So, in the end, if I had to describe my feelings about this entire event in one word, it would have to be “fire-giddy”.

And I’m very glad that the insurance company and Justice Ministry don’t know this.

Fifty-nine

My birthday was almost two weeks ago, but keeping with the procrastination subtext of this blog, I am just getting to the subject now. Each year I do a little birthday post in which I take stock of the state of my life. This year was a doozy.

I began almost three years ago to prepare for my impending retirement – originally slated for September 2021. I wanted to make sure that I didn’t fall into a confused funk, unable to enjoy filling out each day with whatever projects struck my fancy at that particular moment. I didn’t think I would do well with structureless time or the end of gaining new insights and stories through work. I started a mental list of retirement projects – new things to try out or tackle once I finally had the time for them.

It turns out all that worry was unnecessary. The list of “new experiences” I’ve had in just the past three months is already long. I was on an operating table for the first time and was “put under”. I got my first incision and scar. I spent my first night in a hospital. I had to use a diaper for the first time since potty training and smoked pot for the first time since high school. I had my daughter cut my hair off – the shortest it has ever been. I dialled the Austrian version of 911 for the first time in my life and then used a fire extinguisher to put out a wall of flames in my upstairs bathroom. I sat in an ambulance while they checked me for smoke inhalation. I had my first therapy session with a psychologist. I realized suddenly that I am already retired, and so far, it has not been at all what I expected.

Before you all start envying me, let me add that I also had two Christmases this year. With so many people worried about me, with all the packages and flowers showing up at the door, with all the cards and letters and messages and calls and wishes and presents, I got overwhelmed by it all.
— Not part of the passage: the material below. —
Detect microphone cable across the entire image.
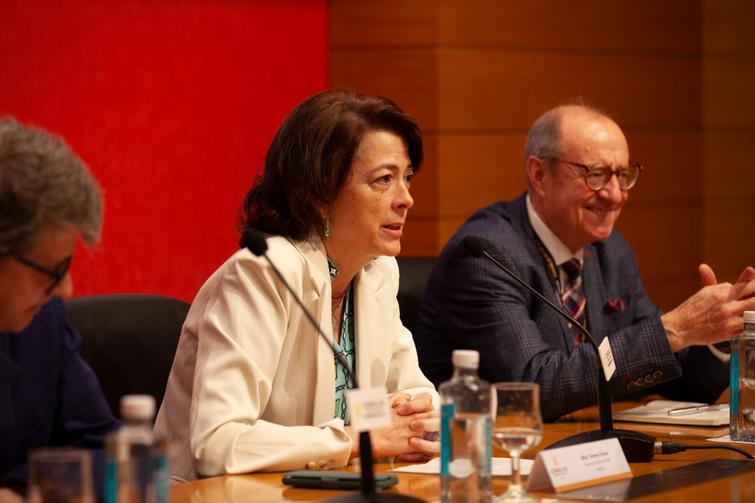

I experienced a new insight that I am surrounded and blessed by so many friends and family members who made an extra point of expressing their love and concern this year. I felt the warm wave of their support buoying me through these hard times. It keeps me going. It makes me wonder, not with trepidation, but with hopefulness and determination, what I will be writing in next year’s birthday post titled “Sixty”.

 

The Ghost of Christmas Present

I am late in sending out my customary blogworld Christmas greetings this year due to an unexpected family emergency. Gingerbread Man (of “My Velveteen Rabbit” fame) had to go to the hospital.

One week beforehand a problem had been discovered and all thoughts of work or Christmas preparations or Covid lockdowns dissipated. The focus turned entirely to health issues.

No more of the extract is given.